Seguro recusa voto em Ventura em dia de apoio de Pedro Nuno Santos: "Não, não admito"

António José Seguro não alinha com João Cotrim de Figueiredo e, ao contrário do candidato apoiado pela IL, recusa colocar a hipótese de votar em André Ventura caso não passe à segunda volta das eleições presidenciais.

João Alexandre /

Fotos: José Coelho, Lusa

"Não, não admito. E vou ser muito claro: eu sou o candidato moderado que está em melhores condições de ganhar estas eleições", disse o candidato apoiado pelo PS, em Vila Real, depois de uma sessão com apoiantes. Motivo de sobra para Seguro reiterar uma ideia que o tem acompanhado ao longo dos últimos dias de campanha: "Os extremismos e o radicalismo só vêm para semear ódio e pôr portugueses uns contra os outros". 

Foi também nesse sentido que o candidato voltou a assegurar ser "exigente" se chegar às funções de chefe de Estado, onde quer ver representados os portugueses que recusam políticos que falam em demasia e não resolvem problemas.

"Sei bem que um presidente da República tem de ser exigente com resultados. É por isso que eu trabalharei muito mais do que falarei, porque estou mais interessado nas soluções e nos resultados do que nas palavras e em aparecer todos os dias nos telejornais", garantiu.

Além disso, disse António José Seguro, mais do que querer vencer, o próximo presidente tem de assegurar aos portugueses que tem um plano para quando chegar a Belém.

"É que a maior tarefa não é só ganhar as eleições, são os cinco anos que vêm a seguir. Porque, verdadeiramente, é nesses cinco anos que eu estou permanentemente a pensar", acrescentou o candidato, que continua a eleger a saúde ou a habitação como "desafios graves" que temos no nosso país.

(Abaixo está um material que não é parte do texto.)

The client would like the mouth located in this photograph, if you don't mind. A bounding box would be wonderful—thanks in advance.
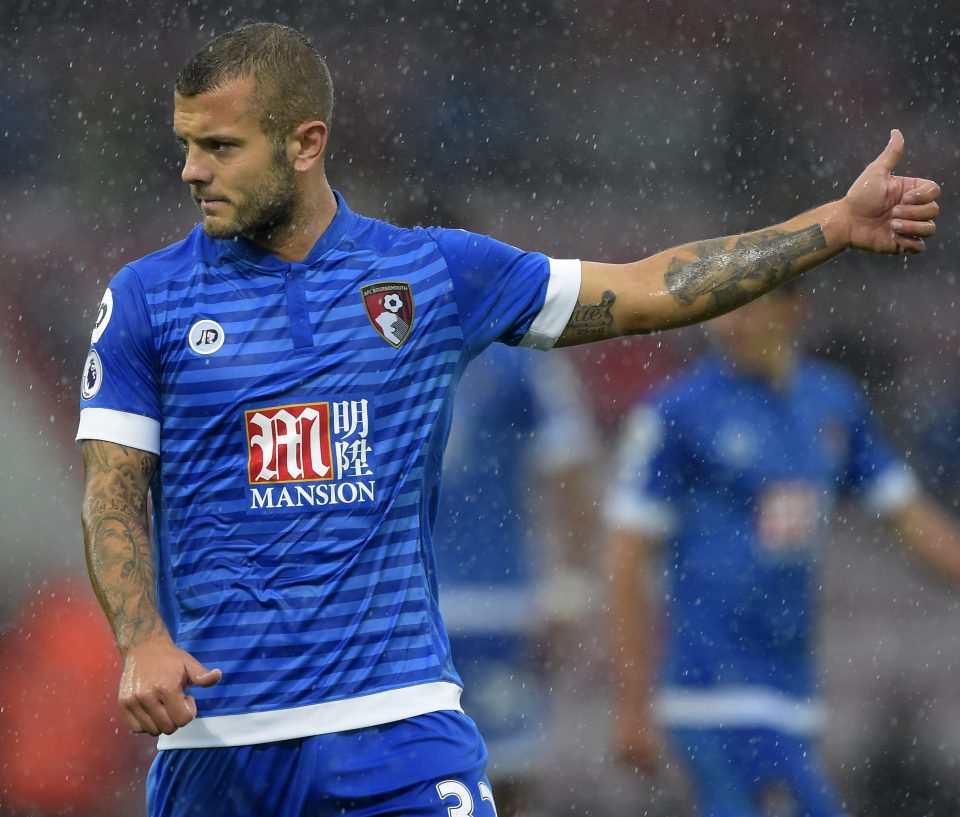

Ainda em Vila Real, numa sessão com apoiantes no centro da cidade, Seguro voltou a pedir contenção e poucas euforias na análise das sondagens: "Quando entrei, ouvi várias vezes que isto está a ganho. Não está nada ganho. Não está".

O aviso foi repetido no dia em que, logo pela manhã, em Barcelos, o ex-secretário-geral do PS recebeu o apoio do também ex-líder do PS Pedro Nuno Santos - quem há mais de um ano lançou Seguro como um dos potenciais candidatos da área socialista.

"Claro que eu fico contente com esse apoio", disse, durante uma arruada em que não revelou se convidou Pedro Nuno Santos para marcar presença nalguma ação de campanha, mas onde voltou a assinalar que os apoios chegam das mais diversas sensibilidades: "Uns vêm da esquerda, outros vêm do centro, outros vêm da direita e outros não vêm de quadrante político absolutamente nenhum".